Dapprima è andato dai fratelli protestanti, poi ha aperto in cattedrale la porta santa della misericordia ed infine ha compiuto una storica visita ai musulmani nella loro moschea. Iniziava allora il cammino di riconciliazione tuttora in via di sviluppo. Infatti nel 2016 nasceva un progetto comune, finanziato da ONG cristiane ed islamiche per sostenere il progetto di pacificazione nel paese: “Partnership interconfessionale per il consolidamento della pace in Repubblica Centrafricana (CIPP)”. L'iniziativa viene sostenuta anche dall’Agenzia americana per lo sviluppo. Il programma ha questi obiettivi: rafforzamento delle istituzioni pubbliche perché divengano promotrici di coesione sociale, sviluppo economico degli strati più poveri della popolazione, aiuto alle vittime delle violenze ed educazione alla pace.
Buoni frutti
Recentemente, poco prima del Natale, una delegazione guidata dal cardinale Nzapalainga ha effettuato una tournée nel settore nord della nostra diocesi di Bouar: qui infatti operano ancora, con azioni isolate di brigantaggio, alcune fazioni ribelli determinando insicurezza e provocando fuga degli abitanti che vivono in villaggi isolati e lontani dai grossi centri. Nell’insieme, il cammino percorso finora ha dato buoni frutti e la situazione del paese è molto migliorata. Però, vista la gravità della crisi che ha originato il conflitto, non esiste la soluzione lampo. Occorre pazienza e perseveranza.

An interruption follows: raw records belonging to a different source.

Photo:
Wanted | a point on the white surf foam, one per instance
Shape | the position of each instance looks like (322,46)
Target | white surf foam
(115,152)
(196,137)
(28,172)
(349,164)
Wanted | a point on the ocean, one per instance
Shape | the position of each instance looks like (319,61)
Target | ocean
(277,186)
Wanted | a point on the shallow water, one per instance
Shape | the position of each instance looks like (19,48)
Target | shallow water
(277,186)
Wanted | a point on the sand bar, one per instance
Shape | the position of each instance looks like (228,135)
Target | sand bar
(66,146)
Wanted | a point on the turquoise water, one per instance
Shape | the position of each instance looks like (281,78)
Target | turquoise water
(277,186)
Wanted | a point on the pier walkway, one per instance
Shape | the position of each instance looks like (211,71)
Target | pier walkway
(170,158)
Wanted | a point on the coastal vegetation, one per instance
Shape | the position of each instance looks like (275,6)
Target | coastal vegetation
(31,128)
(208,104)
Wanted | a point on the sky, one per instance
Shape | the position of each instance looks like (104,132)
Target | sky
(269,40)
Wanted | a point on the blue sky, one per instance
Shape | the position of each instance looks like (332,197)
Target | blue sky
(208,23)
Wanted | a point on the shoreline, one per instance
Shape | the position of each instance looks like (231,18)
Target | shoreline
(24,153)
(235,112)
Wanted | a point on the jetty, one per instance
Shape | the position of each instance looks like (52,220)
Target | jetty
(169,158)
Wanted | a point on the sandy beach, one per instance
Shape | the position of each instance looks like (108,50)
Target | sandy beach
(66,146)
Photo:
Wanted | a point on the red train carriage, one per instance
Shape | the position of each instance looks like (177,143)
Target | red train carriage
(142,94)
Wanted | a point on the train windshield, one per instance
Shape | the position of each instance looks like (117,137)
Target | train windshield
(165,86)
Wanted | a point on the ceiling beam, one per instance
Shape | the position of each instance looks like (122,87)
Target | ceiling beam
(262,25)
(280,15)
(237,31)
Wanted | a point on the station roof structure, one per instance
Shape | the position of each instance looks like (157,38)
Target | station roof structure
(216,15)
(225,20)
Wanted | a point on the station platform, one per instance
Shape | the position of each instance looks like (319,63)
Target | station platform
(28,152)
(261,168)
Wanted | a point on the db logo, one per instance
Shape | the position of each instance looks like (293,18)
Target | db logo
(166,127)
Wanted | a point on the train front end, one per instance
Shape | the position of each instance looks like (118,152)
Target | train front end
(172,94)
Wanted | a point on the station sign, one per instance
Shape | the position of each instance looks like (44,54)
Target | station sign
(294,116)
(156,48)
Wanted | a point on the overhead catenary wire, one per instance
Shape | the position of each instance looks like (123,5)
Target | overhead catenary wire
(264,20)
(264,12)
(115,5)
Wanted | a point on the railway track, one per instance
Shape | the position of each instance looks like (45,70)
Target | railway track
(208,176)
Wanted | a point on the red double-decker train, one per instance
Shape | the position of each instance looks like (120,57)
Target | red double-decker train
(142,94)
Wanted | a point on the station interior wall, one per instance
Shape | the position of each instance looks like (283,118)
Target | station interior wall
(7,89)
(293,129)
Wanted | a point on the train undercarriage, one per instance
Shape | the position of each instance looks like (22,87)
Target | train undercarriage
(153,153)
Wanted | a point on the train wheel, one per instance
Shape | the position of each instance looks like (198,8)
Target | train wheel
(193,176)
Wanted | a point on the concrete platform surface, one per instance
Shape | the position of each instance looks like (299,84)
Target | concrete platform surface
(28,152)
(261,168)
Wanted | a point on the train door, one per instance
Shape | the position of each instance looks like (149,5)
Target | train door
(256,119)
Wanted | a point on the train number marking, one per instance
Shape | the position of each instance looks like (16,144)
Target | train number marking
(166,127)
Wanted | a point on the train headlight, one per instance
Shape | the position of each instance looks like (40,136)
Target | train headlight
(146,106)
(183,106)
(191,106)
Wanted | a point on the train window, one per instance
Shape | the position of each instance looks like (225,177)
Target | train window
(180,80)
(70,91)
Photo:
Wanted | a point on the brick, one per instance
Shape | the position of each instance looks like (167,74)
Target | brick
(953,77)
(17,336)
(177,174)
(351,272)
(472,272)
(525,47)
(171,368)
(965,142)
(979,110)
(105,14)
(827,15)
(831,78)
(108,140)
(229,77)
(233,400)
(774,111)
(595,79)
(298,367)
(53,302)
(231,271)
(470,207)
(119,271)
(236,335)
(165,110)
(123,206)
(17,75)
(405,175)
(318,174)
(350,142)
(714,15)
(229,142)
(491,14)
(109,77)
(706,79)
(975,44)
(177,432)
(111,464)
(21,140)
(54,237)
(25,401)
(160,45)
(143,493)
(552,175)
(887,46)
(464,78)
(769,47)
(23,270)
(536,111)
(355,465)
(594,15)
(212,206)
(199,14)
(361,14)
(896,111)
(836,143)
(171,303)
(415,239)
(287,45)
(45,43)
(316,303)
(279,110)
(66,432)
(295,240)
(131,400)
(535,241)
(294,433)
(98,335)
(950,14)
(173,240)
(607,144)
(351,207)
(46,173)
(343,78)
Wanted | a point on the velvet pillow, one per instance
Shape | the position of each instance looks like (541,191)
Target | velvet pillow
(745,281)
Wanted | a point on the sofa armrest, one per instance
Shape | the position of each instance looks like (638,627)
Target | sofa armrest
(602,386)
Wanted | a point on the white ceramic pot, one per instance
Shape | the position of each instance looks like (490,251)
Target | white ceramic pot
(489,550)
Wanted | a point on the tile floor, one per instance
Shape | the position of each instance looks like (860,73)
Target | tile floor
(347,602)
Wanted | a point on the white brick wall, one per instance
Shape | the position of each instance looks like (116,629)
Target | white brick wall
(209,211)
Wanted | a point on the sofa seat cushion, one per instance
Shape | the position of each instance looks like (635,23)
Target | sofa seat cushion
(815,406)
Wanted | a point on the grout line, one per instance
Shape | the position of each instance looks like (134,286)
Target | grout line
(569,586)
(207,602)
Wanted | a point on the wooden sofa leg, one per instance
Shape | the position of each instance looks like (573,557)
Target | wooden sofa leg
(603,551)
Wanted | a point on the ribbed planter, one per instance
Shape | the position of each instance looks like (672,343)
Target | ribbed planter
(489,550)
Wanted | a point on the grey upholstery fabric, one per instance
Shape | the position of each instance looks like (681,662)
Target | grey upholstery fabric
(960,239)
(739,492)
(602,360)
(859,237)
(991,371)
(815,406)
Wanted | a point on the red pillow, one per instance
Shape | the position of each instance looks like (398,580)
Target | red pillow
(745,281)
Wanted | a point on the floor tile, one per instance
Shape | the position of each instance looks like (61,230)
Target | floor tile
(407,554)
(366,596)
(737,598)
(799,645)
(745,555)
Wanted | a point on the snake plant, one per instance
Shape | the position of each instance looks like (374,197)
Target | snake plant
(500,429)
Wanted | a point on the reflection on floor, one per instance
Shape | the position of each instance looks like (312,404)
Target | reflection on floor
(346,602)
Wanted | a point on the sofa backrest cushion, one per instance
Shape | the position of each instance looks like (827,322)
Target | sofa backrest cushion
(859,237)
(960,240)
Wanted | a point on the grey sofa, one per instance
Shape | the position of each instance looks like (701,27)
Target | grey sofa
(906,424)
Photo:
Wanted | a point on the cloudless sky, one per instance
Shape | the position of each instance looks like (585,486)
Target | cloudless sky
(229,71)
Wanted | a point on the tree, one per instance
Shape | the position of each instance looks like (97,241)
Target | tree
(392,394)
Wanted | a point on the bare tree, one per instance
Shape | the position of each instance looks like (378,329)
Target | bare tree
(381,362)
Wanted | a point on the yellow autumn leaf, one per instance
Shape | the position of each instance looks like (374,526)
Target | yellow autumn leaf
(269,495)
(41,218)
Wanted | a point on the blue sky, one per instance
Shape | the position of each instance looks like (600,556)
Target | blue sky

Potremmo sintetizzare il principio guida della piattaforma inter-religiosa così: il disarmo dei cuori, degli animi costituisce il fondamento della pace. Visto che i numerosi accordi di riconciliazione sottoscritti dai vari gruppi contrapposti, anche a livello internazionale, non sono stati rispettati, mancando la disposizione interiore per farlo, si tratta allora di ritrovare le energie spirituali che permettono di dominare i sentimenti puramente umani e perdonare, superando le differenze ed i torti reciproci.